Sembra parlare di se stessa in questa frase del nuovo romanzo: I capelli non sono essenziali
quando assomigli a Nefertiti. Turbante rosso e lentiggini, Zadie Smith appare come la regina egiziana mentre a Roma racconta di Swing Time, l’ultimo lavoro appena uscito per Mondadori (420 pagine, 22 euro). È la storia dell’amicizia inquieta tra due ragazzine nella Londra dei sobborghi multietnici. Un mondo fatto di ombre, di bianco e nero come i musical anni Trenta, che le bambine guardano e riguardano. Nostalgia di un’epoca, la danza come scalata sociale e l’insicurezza di un tempo come il nostro, troppo oscillante. Le due protagoniste attraversano insieme infanzia e adolescenza tra sogni, paure e umilianti giochini sessuali. È davvero l’età più crudele della vita? Succede tutto per la prima volta, entri in una nuova realtà. È un periodo di una certa intensità, lo è stato per me come scrittrice. Gli scrittori di solito si caratterizzano per ricordare intensamente la propria infanzia. Tuttavia ho una pessima memoria, non ricordo nemmeno la data della morte di mio padre. Mi restano impressi i dettagli: un tappeto, una certa finestra, il poster di un torero. Da piccola cantava e ballava, come le protagoniste. Cosa le è rimasto del suo swing time? Preferivo cantare che danzare, nella mia famiglia eravamo tutti un po’ artisti. Che io cantassi non era poi una gran cosa. Così ben presto questa passione lasciò il posto a quella più grande: la lettura. Quali sono stati i primi amori letterari? Roald Dahl, il giamaicano Andrew Salkey. E poi Charles Dickens e il suo Grandi Speranze. E la musica? Ascoltavo i dischi di mio padre: Billie Holiday, Sarah Vaughan, Ella Fitzgerald. Amo ancora il jazz e l’hip hop, ma oggi a 41 anni e con due figli mi tocca sentire la loro musica terribile, cose come Katy Perry. Dove si sente più a suo agio? In estate mi piace andare a nuotare nel laghetto per
signore del parco di Hampstead Heath a Londra. E poi tutta la zona di Kilburn High Road dove sono cresciuta, ovunque nel nord di Londra mi sento a casa. Sono affascinata dai cimiteri, grandi spazi per passeggiare nel silenzio.

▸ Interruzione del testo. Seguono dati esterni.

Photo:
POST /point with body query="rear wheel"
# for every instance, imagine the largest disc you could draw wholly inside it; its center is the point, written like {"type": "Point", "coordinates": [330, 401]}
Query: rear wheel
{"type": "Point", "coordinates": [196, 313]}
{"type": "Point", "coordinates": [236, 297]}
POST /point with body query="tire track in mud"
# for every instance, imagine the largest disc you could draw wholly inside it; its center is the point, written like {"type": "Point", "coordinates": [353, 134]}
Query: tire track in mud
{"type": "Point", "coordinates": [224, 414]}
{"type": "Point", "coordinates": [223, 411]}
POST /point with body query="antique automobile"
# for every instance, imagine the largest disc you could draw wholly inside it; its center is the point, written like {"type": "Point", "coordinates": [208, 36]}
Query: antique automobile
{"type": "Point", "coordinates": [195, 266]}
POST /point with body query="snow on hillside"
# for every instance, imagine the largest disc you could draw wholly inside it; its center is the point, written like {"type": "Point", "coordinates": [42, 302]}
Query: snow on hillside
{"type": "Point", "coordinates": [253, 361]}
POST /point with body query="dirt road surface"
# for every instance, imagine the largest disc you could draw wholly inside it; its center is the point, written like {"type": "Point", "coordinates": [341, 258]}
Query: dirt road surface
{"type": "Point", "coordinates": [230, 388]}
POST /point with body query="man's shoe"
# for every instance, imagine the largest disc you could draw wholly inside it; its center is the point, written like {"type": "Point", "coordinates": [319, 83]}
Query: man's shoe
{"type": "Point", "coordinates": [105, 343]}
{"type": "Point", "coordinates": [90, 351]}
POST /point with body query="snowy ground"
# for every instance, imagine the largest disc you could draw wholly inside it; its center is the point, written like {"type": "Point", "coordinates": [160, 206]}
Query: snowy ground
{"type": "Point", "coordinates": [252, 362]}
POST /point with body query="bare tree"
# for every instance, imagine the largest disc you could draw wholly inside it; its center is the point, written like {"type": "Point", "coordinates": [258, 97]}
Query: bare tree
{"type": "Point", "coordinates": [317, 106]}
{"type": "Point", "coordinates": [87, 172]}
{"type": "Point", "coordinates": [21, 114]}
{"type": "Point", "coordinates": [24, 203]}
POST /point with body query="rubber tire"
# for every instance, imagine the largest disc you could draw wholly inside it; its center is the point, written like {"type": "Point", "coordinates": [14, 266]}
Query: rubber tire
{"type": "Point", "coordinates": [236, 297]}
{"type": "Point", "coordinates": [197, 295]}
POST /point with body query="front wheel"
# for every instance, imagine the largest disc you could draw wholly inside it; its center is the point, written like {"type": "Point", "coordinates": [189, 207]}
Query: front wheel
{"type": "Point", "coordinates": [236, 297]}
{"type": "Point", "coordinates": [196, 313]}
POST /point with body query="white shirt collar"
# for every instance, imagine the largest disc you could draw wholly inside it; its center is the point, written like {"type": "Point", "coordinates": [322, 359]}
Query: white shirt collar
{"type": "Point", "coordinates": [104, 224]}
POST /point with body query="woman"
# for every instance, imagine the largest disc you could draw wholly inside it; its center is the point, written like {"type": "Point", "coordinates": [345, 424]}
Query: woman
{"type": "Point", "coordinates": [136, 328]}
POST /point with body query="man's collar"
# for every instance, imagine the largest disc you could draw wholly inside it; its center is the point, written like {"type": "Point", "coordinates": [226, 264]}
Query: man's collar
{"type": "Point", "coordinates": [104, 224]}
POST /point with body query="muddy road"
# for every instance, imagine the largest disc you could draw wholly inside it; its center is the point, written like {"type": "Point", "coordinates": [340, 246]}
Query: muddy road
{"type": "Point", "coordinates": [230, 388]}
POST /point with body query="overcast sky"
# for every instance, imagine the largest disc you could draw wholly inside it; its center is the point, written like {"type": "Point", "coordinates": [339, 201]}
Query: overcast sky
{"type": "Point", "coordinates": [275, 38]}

Come Highgate, dove è seppellito Karl Marx e ci sono le ceneri di Freddie Mercury. Ha vissuto a Roma. Dove torna volentieri? A Piazza Madonna dei Monti, all’ombra del Colosseo. E sedermi al caffè sotto il pergolato di tralci di bougainvillea rosa, affacciato sulla fontana. Forse questo è il luogo dove sono stata più felice. Con mio marito abbiamo sempre sognato di tornare a Roma, a quella vita morbida. Avevamo il meglio di noi, senza fare nulla. Dove vorrebbe andare con i suoi figli? In Giappone, magari anche da sola. E poi in Cina che non ho mai visitato, in Sudamerica e in Africa. È stata in Giamaica. Che rapporto ha con la terra di sua madre? È bellissima, selvaggia, la sabbia rossa e il mare mosso, dove è difficile nuotare. Parlo di quella parte dell’isola quasi sconosciuta. Non sono mai stata a Kingston o a Montego Bay. Vado a Saint Elizabeth, c’è un festival molto interessante, il Calabash, e un piccolo hotel fuori dal mondo il Jake’s. Dove le piace dormire? Se non vivessi a New York mi piacerebbe svegliarmi al Crosby Street Hotel a Soho, Londra. C’è un posto a Manhattan dove ama fermarsi? Vado tutti i giorni al bistrot Lafayette. Prepara ottimi Martini. Sono fortunata ad averlo vicino a dove vivo, non amo spostarmi. Nel libro racconta di molti film, quale resta il suo preferito? Philadelfia, vecchio ma efficace. Dove compra i suoi turbanti? Per strada a Manhattan, costano 5 dollari. Credo che siano sarong. Ho provato con qualcosa di più costoso, ma non funzionava. Una volta disse che scrivere «è il tentativo di palesare l’io sfuggente, dai mille volti». Questa volta a cosa ha pensato per rivelarlo? A una frase di Salman Rushdie: «Le nostre vite ci insegnano chi siamo».